Compare the picture with the photo below - it will become clearer what's what. Detail 1 - sole with a slightly cut heel (the heel is not rounded, but almost straight). Detail 2 - the top of the boot, covering the foot to the beginning of the metacarpus (to the point where the bootleg begins, i.e. the top completely). Detail 3 gives additional space inside the boot - its width is equal to the height of the foot from the floor to the joint, and its length is equal to the circumference of the sole. Cylinder-folded part 4 - boot (the height is at your discretion, but low boots hold up worse).

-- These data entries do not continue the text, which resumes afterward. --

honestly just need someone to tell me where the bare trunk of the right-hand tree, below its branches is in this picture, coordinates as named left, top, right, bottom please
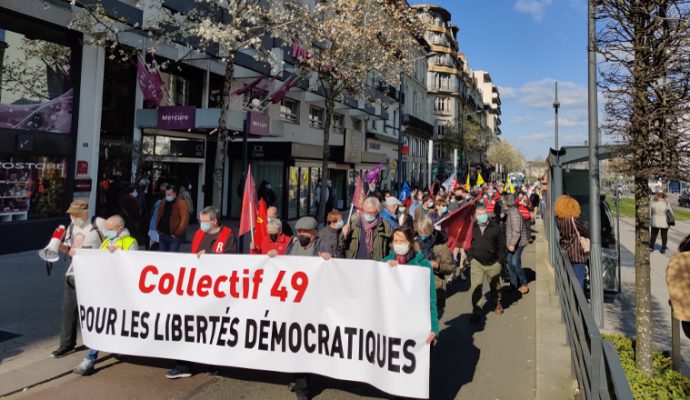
left=635, top=176, right=652, bottom=376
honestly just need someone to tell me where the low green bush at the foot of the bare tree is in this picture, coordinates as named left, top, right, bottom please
left=601, top=334, right=690, bottom=400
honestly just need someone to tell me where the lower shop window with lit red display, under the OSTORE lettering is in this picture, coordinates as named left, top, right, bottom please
left=0, top=156, right=67, bottom=222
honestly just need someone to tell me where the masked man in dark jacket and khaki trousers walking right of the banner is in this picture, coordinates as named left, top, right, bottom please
left=467, top=204, right=506, bottom=323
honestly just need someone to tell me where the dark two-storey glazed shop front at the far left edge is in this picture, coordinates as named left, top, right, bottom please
left=0, top=11, right=81, bottom=254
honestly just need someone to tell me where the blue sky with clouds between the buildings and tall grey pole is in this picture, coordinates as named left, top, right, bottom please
left=410, top=0, right=601, bottom=160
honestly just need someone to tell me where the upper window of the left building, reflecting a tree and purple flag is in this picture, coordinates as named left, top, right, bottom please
left=0, top=27, right=74, bottom=134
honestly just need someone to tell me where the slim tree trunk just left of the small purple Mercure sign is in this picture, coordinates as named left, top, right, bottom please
left=211, top=54, right=235, bottom=214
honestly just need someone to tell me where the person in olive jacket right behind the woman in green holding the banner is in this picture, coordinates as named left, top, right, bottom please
left=416, top=217, right=453, bottom=315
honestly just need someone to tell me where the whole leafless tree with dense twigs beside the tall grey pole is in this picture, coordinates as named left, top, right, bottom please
left=597, top=0, right=690, bottom=375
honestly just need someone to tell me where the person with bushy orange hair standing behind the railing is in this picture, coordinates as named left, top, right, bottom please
left=554, top=194, right=589, bottom=289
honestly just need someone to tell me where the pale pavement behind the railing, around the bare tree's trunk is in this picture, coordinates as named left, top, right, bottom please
left=604, top=214, right=690, bottom=375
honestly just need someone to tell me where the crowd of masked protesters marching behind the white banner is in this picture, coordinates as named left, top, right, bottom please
left=51, top=174, right=544, bottom=399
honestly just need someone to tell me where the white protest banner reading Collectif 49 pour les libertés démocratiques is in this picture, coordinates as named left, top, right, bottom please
left=74, top=250, right=431, bottom=398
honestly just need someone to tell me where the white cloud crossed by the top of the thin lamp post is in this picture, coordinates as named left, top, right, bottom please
left=518, top=78, right=587, bottom=108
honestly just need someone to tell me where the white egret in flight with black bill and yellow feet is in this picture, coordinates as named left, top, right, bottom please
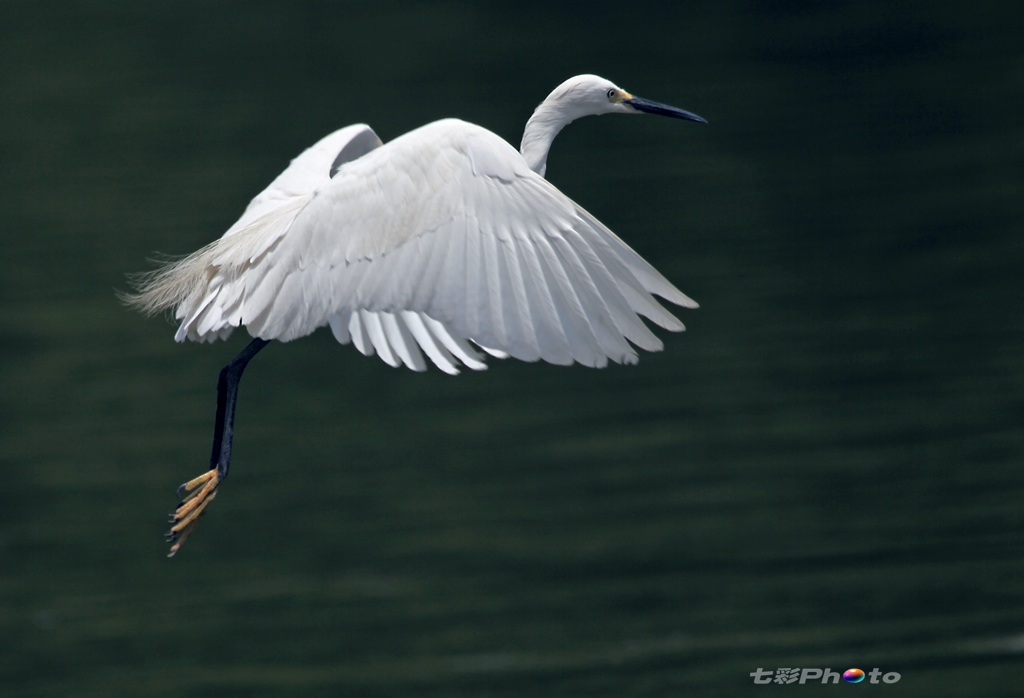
left=126, top=75, right=705, bottom=555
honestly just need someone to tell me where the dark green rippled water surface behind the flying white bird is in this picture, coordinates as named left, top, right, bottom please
left=0, top=1, right=1024, bottom=698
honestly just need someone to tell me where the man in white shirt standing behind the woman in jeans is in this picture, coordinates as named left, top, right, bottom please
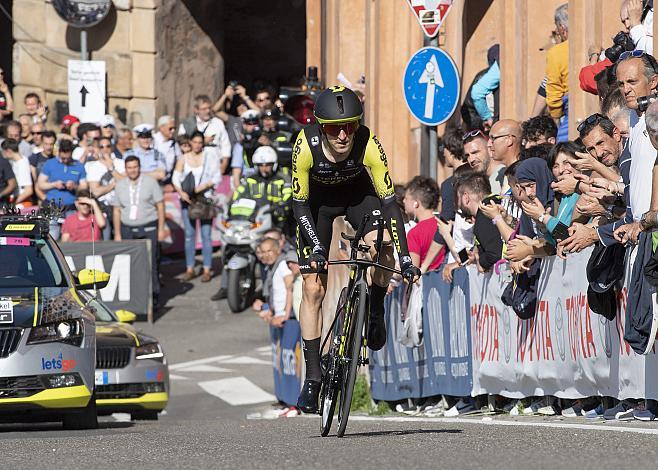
left=178, top=95, right=231, bottom=174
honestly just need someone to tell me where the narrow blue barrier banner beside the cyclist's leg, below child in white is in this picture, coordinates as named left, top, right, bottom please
left=270, top=319, right=302, bottom=406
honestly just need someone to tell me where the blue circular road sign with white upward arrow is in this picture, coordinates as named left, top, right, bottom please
left=403, top=47, right=459, bottom=126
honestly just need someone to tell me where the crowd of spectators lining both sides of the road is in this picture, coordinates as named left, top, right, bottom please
left=0, top=0, right=658, bottom=419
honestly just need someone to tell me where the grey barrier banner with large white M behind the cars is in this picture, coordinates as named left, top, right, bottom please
left=59, top=240, right=152, bottom=318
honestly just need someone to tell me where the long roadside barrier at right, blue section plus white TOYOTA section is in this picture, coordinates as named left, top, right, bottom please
left=371, top=246, right=658, bottom=401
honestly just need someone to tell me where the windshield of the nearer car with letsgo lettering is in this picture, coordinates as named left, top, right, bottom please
left=0, top=237, right=66, bottom=287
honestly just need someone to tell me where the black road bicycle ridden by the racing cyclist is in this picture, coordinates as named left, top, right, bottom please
left=320, top=210, right=402, bottom=437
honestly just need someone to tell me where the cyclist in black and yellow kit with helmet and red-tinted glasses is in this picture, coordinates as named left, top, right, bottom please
left=292, top=86, right=420, bottom=413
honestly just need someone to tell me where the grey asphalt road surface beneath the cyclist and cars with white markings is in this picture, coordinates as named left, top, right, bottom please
left=0, top=258, right=658, bottom=470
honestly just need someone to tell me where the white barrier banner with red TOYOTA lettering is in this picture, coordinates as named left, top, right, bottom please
left=468, top=249, right=658, bottom=399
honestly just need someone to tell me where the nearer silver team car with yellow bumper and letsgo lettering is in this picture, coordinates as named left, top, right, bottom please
left=0, top=213, right=109, bottom=429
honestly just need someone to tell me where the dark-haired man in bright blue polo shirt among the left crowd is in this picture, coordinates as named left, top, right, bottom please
left=37, top=140, right=88, bottom=240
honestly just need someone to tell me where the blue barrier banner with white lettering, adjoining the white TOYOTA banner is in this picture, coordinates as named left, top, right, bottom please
left=370, top=270, right=472, bottom=401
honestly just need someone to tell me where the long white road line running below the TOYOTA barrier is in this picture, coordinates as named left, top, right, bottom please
left=350, top=416, right=658, bottom=435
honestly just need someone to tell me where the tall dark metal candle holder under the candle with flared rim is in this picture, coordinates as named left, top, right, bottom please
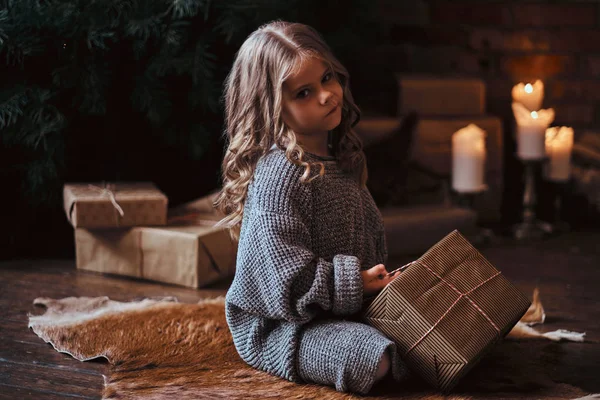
left=513, top=158, right=552, bottom=240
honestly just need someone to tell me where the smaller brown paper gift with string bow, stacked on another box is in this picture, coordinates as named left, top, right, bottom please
left=63, top=182, right=168, bottom=229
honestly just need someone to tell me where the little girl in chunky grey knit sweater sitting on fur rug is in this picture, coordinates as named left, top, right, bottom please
left=215, top=21, right=406, bottom=394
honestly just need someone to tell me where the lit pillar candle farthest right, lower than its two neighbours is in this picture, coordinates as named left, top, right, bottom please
left=546, top=126, right=573, bottom=181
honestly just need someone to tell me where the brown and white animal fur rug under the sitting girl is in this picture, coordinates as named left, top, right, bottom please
left=29, top=293, right=587, bottom=400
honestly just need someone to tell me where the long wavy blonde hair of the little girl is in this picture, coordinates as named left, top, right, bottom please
left=214, top=21, right=367, bottom=239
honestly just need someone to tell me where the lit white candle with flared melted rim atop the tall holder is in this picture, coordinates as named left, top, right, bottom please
left=512, top=103, right=554, bottom=160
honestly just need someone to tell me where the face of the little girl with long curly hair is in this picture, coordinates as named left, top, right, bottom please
left=282, top=57, right=344, bottom=141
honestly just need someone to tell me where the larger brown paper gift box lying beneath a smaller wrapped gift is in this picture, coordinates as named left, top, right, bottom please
left=75, top=225, right=237, bottom=288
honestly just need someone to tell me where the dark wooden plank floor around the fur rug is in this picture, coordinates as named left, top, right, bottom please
left=0, top=232, right=600, bottom=399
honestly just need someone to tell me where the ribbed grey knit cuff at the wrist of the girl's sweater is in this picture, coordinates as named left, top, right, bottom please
left=332, top=255, right=363, bottom=315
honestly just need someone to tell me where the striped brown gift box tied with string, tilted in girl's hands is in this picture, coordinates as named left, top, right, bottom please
left=364, top=230, right=530, bottom=392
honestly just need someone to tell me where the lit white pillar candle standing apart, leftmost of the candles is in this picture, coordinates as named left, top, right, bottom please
left=452, top=124, right=486, bottom=193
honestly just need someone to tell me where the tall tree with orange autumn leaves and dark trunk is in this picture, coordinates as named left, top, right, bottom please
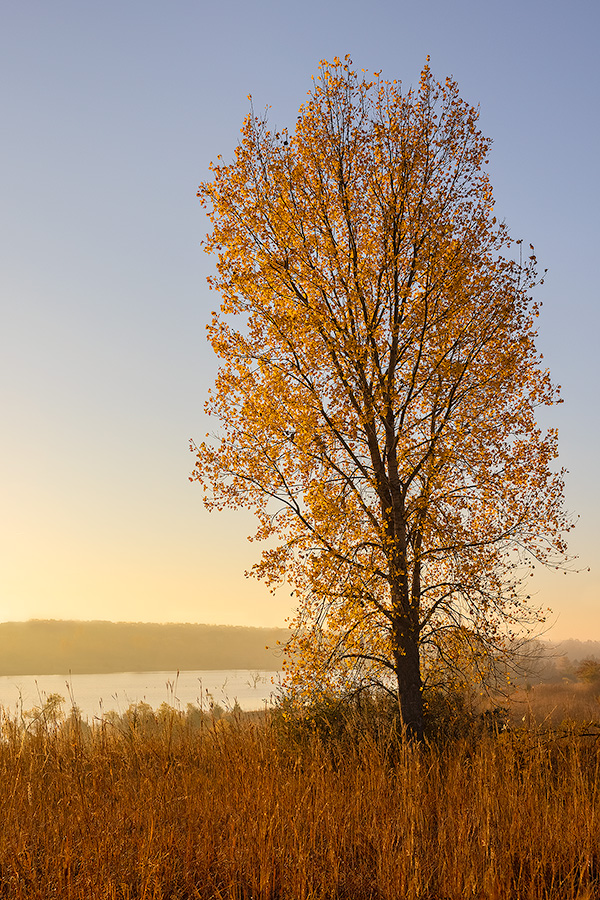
left=192, top=57, right=569, bottom=737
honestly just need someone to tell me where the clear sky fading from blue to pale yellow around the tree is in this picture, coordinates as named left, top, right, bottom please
left=0, top=0, right=600, bottom=640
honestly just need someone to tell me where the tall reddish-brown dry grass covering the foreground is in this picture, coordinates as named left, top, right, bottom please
left=0, top=689, right=600, bottom=900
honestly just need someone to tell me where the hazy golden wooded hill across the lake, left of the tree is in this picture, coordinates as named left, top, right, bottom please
left=0, top=619, right=289, bottom=675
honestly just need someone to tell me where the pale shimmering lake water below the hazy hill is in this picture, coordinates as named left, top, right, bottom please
left=0, top=669, right=279, bottom=722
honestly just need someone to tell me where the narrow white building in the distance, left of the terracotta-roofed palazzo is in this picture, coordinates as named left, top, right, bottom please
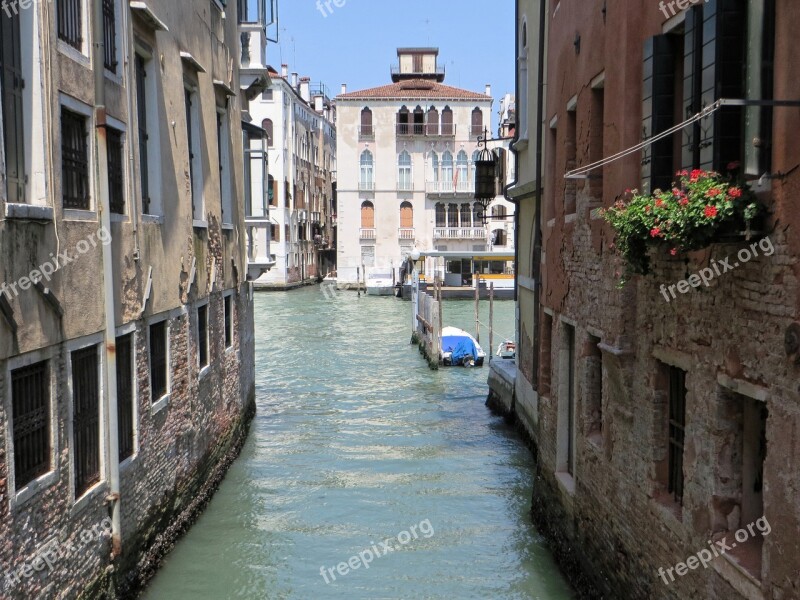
left=249, top=65, right=336, bottom=289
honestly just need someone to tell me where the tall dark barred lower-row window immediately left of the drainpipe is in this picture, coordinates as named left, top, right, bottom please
left=71, top=346, right=100, bottom=498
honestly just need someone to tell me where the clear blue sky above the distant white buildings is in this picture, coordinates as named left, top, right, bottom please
left=267, top=0, right=514, bottom=102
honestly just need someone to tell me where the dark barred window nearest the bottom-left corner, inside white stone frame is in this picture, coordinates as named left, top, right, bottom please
left=9, top=364, right=51, bottom=491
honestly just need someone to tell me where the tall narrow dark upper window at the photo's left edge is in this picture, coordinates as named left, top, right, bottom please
left=0, top=10, right=25, bottom=203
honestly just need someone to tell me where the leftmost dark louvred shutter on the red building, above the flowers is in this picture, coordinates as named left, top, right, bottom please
left=642, top=35, right=675, bottom=193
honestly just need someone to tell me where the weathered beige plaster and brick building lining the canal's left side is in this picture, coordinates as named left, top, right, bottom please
left=0, top=0, right=266, bottom=598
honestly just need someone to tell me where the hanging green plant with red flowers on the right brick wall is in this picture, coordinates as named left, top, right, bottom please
left=602, top=169, right=764, bottom=283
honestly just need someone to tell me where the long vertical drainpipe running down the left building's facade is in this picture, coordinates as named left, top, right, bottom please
left=92, top=0, right=122, bottom=560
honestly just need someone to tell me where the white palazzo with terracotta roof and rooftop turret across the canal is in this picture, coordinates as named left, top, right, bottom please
left=336, top=48, right=514, bottom=287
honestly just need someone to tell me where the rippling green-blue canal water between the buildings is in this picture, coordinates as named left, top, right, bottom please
left=144, top=288, right=573, bottom=600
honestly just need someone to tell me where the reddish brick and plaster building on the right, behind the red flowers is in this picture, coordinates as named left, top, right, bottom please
left=511, top=0, right=800, bottom=600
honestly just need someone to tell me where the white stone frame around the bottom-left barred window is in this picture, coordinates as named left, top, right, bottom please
left=4, top=346, right=60, bottom=514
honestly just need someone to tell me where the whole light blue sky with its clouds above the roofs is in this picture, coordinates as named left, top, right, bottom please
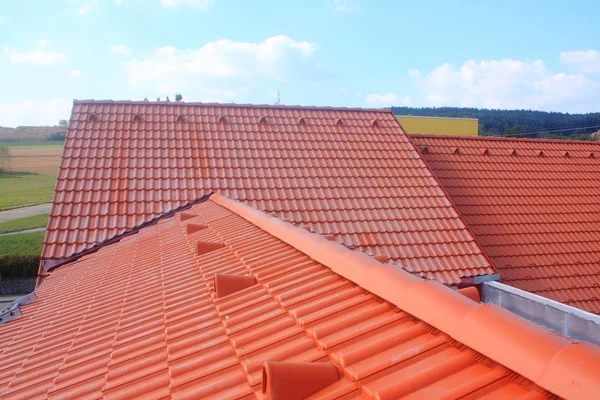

  • we sew a strip (detail 3 in the figure and in the photo) to the sole (1), in a circle;
  • sew the upper part of the boot (2) to the strip in front, not completely;
  • the bootleg (part 4) remains open, not stitched. Sew the bottom of the bootleg (back fold) to the strip behind the heel and to the top of the boot in front. The edges of the bootleg remain free, open - so it is more convenient to put on and take off your shoes. To prevent the paws from getting wet and freezing, on one side of the bootleg, you need to sew a shelf (5 in the figure) - a strip of fabric, as if under a zipper on trousers.
  • Trying on the boot and finding a spot just above the joint, just above the foot. Here you need to sew a pair of drawstrings (loops of fabric strips) to the bootleg, through which the Velcro tape will pass. We simply wrap the tape around the pastern and tighten it a little (so that the boot does not fall off, but also does not squeeze the paw). If you make two rows of Velcro, the dog will gladly splash in the mud, not noticing the bad weather: such shoes do not slip, do not twist and do not change their paws.